The single-channel ANC results demonstrate limited global attenuation for both 370 and 740 Hz, 6 and 5 dB respectively, but there is very poor coupling between the loudspeaker and fan for 1110 Hz, where there is an overall 2 dB increase in sound pressure level.

Throughout the course of the research, several different speaker/microphone configurations were tried, up to four speakers and microphones, with varying degrees of success. Some configurations resulted in good global attenuation at the fundamental frequency, but like the single-channel system, performed poorly at the higher harmonics. As expected, the overall ability of the ANC system in reducing the fan’s tones was very sensitive to the error microphones’ locations. Past research and convention seemed to indicate that a good microphone location would be between the fan and loudspeaker, as was tried with the single channel system. However, it was discovered that, when using multiple speakers and microphones, a better location for the microphones was a few centimeters beyond the speakers, close to the box. While the reason is not fully understood, this microphone placement greatly increases tonal attenuation at large angles from the fan’s central axis, represented by 90 degrees on the polar plots. Figure 2 demonstrates the effectiveness of the ANC system using all four speakers with an error microphone located just beyond each speaker.

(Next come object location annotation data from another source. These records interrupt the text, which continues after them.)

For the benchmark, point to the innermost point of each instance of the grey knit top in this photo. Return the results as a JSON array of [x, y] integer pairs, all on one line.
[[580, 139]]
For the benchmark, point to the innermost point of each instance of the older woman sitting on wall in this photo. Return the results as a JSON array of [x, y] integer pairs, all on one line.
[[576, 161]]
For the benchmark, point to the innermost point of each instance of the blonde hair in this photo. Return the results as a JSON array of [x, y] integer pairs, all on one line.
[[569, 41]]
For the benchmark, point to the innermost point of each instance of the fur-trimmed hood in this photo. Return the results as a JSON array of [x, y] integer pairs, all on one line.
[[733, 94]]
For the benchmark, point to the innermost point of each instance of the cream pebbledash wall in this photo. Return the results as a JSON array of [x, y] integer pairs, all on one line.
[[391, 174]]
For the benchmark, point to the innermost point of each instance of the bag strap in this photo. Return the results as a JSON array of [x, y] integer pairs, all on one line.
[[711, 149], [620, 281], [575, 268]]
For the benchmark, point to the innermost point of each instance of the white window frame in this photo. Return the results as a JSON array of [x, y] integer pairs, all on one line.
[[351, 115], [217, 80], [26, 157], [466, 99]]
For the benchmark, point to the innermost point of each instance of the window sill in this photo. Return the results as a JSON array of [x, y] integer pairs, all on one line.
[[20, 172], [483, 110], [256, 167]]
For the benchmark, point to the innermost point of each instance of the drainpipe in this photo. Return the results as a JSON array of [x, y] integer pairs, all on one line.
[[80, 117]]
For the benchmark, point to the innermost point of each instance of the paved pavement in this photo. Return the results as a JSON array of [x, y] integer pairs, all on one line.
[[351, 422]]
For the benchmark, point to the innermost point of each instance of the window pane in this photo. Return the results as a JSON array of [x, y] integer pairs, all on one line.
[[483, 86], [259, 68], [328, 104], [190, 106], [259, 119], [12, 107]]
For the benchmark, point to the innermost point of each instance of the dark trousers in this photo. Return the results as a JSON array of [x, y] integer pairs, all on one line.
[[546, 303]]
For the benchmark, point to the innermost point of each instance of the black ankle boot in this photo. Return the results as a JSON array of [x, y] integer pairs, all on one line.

The four speaker/microphone system with the microphones beyond the speakers yields a much greater global cancellation than the single-channel system: 11, 15, and 12 dB for 370, 740, and 1110 Hz respectively. The multiple control sources allow a better coupling between the fan and speakers’ signals, which results in the greater global attenuation.

This research demonstrates multi-channel active control of cooling fan noise, achieving significant tonal attenuations on a global scale. It constitutes an important step in the development of a technology capable of quieting and improving working and learning environments. Multiple loudspeakers and microphones surrounding the cooling fan result in better global attenuation of the significant fan tones than a single-channel system. Also, placement of the error microphone beyond the loudspeaker instead of between the speaker and the fan yields a greater and more consistent tonal reduction at large angles. Future investigations will include varying the locations of the loudspeakers and studying the possibility of using blademounted actuators and sensors.3

References

1. D. A. Quinlan, “Application of active control to axial flow fans,” Noise Control Eng. J. 39, 95-101 (1992).
2. G. C. Lauchle, J. R. MacGillivray, and D. C. Swanson, “Active control of axial-flow fan noise,” J. Acoust. Soc. Am. 101 (1) 341-349 (1997).
3. Special thanks to Julie Slisz of Westminster College, Fulton, MO for her assistance in data acquisition and processing.